This is a brief example of how to run text generation with a conversational (chat, instruct) causal language model, `pipeline`, and model quantization.

[Model quantization](https://huggingface.co/docs/accelerate/usage_guides/quantization) is a technique to reduce the computational and memory costs of running inference by representing the weights and activations with low-precision data types like 8-bit integer (int8) instead of the usual 32-bit floating point (float32).

In [None]:
!pip install --quiet transformers accelerate bitsandbytes>0.37.0

Import the `AutoTokenizer`, `AutoModelForCausalLM`, and `pipeline` classes. The first two support loading tokenizers and generative models from the [Hugging Face repository](https://huggingface.co/models), and the last wraps a tokenizer and a model for convenience. `BitsAndBytesConfig` is used for model quantization.

In [None]:
from transformers import AutoTokenizer, AutoModelForCausalLM, pipeline, BitsAndBytesConfig

Load a generative model and its tokenizer. You can substitute any other generative model name here, but note that Colab may have issues running larger models.

`Mistral-7B-Instruct-v0.2` model needs authentication, `userdata.get('my_access_token')` reads my secret authentication token I created for my hf account.

In [None]:
from google.colab import userdata
import torch

MODEL_NAME = 'mistralai/Mistral-7B-Instruct-v0.2'

quantization_config = BitsAndBytesConfig(
    load_in_4bit=True,
    bnb_4bit_quant_type="nf4",
    bnb_4bit_compute_dtype=torch.float16,
)

tokenizer = AutoTokenizer.from_pretrained(MODEL_NAME, padding_side='left', token=userdata.get('my_access_token'))
model = AutoModelForCausalLM.from_pretrained(MODEL_NAME, token=userdata.get('my_access_token'), device_map="auto", quantization_config=quantization_config)

Loading checkpoint shards:   0%|          | 0/3 [00:00<?, ?it/s]

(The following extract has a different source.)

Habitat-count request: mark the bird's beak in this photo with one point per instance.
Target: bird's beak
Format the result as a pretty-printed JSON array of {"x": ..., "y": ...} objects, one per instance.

Instantiate a text generation pipeline using the tokenizer and model.

In [None]:
from transformers import Conversation

pipe = pipeline("conversational",
    model=model,
    tokenizer=tokenizer
)

We can now call the pipeline with a text prompt; it will take care of tokenizing, encoding, generation, and decoding:

In [None]:
conversation = Conversation("What is the capital of Finland?")
output = pipe(conversation, max_new_tokens=50)

print(output)

The attention mask and the pad token id were not set. As a consequence, you may observe unexpected behavior. Please pass your input's `attention_mask` to obtain reliable results.
Setting `pad_token_id` to `eos_token_id`:2 for open-end generation.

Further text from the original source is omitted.